PAH 201 – Applied Humanities Practice: Techniques and Technologies for Public Enrichment

This course introduces the common techniques and technologies involved in applied humanities work, providing students with the concepts and skills they need to plan, conduct, analyze, and evaluate conceptually rigorous, publicly-facing, and community-enriching projects. Over the course of the semester we will: 1) survey practical approaches and research methods commonly used in the applied humanities; 2) examine exemplary projects that have employed these ways of doing, and in the process gain insight into how to adapt them for other projects; and 3) explore a variety of tools and technologies that support data collection, sharing, analysis, and implementation, culminating the design of your own applied humanities project.
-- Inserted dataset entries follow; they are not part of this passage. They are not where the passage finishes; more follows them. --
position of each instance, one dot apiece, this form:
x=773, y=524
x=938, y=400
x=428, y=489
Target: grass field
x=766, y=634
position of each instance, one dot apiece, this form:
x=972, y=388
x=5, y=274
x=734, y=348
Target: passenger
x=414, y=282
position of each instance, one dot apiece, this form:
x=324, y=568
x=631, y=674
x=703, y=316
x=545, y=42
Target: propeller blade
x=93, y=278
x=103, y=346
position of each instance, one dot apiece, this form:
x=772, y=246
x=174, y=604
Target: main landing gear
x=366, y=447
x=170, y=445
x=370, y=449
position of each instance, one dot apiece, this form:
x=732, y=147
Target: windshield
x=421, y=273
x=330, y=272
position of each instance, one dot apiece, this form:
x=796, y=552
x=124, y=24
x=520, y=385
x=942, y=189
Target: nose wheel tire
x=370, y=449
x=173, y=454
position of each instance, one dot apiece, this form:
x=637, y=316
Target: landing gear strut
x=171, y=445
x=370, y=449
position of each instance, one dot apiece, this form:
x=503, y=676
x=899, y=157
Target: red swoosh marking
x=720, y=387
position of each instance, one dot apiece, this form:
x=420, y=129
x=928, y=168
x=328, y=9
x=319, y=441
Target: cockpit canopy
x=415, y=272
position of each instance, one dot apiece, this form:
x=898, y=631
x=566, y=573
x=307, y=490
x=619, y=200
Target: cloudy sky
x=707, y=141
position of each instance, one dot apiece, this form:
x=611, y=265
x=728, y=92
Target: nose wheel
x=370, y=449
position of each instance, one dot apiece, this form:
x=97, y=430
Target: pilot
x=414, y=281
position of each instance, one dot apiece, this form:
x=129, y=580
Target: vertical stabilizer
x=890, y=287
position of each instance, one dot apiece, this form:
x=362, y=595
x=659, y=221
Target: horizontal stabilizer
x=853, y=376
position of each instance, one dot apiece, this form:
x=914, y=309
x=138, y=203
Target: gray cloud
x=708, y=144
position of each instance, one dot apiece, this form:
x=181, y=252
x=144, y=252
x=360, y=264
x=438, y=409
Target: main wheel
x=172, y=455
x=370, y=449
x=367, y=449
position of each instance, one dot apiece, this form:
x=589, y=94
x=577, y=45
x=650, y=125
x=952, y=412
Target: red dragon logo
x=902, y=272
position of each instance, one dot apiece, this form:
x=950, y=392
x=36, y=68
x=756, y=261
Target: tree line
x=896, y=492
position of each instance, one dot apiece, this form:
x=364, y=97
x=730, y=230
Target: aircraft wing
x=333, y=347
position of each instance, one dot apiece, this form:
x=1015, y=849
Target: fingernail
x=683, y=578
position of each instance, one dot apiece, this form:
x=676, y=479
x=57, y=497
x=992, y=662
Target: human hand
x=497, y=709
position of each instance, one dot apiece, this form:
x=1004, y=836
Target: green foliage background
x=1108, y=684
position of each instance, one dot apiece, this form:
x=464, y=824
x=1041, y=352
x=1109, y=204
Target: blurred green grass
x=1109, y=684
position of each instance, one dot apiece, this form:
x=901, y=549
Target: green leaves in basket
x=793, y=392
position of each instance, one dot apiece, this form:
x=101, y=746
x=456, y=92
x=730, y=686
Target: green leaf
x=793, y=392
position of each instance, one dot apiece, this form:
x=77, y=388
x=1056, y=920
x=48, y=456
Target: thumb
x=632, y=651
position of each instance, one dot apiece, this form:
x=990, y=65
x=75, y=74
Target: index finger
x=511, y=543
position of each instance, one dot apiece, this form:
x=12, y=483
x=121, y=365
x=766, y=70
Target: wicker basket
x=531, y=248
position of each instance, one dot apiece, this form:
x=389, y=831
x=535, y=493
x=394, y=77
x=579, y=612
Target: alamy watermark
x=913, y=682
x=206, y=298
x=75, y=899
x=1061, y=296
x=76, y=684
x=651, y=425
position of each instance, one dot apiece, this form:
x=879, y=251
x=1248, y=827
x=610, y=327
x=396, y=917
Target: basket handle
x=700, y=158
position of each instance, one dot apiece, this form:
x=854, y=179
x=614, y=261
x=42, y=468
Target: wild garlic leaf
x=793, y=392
PAH 350 – Health Humanities: Intercultural Perspectives

We are all participants in receiving and interpreting healthcare. This course will encourage and support the development of participants' abilities to gain expanded knowledge and to engage actively as critical, discerning, humane participants in the present and future delivery of healthcare and of health and wellness in any context. The course provides theory and practice in an inclusive and applied approach to humanities-based ways of thinking and knowing. We are all participants in receiving and interpreting healthcare, so all students are welcome. For students with the goals of advanced study in the health or other related professions: this course will enable you to provide healthcare, shape policy around it, or engage with health and wellness in other capacities in our globally connected world. As participants in the course you will engage with an inclusive, outward-facing, and applied discipline. You will be offered tools to improve transcultural communication skills by deep reading and reflection on core humanities approaches to the world of health and wellness and their interaction with global cultures.

We will use a mixture of discussions and small and whole group activities. Course activities may include active engagement in discussions online and in class, and critiquing a range of written texts, from those written by classroom peers to academic papers, literary texts of various kinds, or film narratives on health, wellness, and global understandings of those issues.

PAH 498H – Public and Applied Humanities Honors Thesis

Students must contact the faculty member with whom they would like to pursue a thesis with well before the beginning of the semester. The student must work with the Instructor to design a thesis.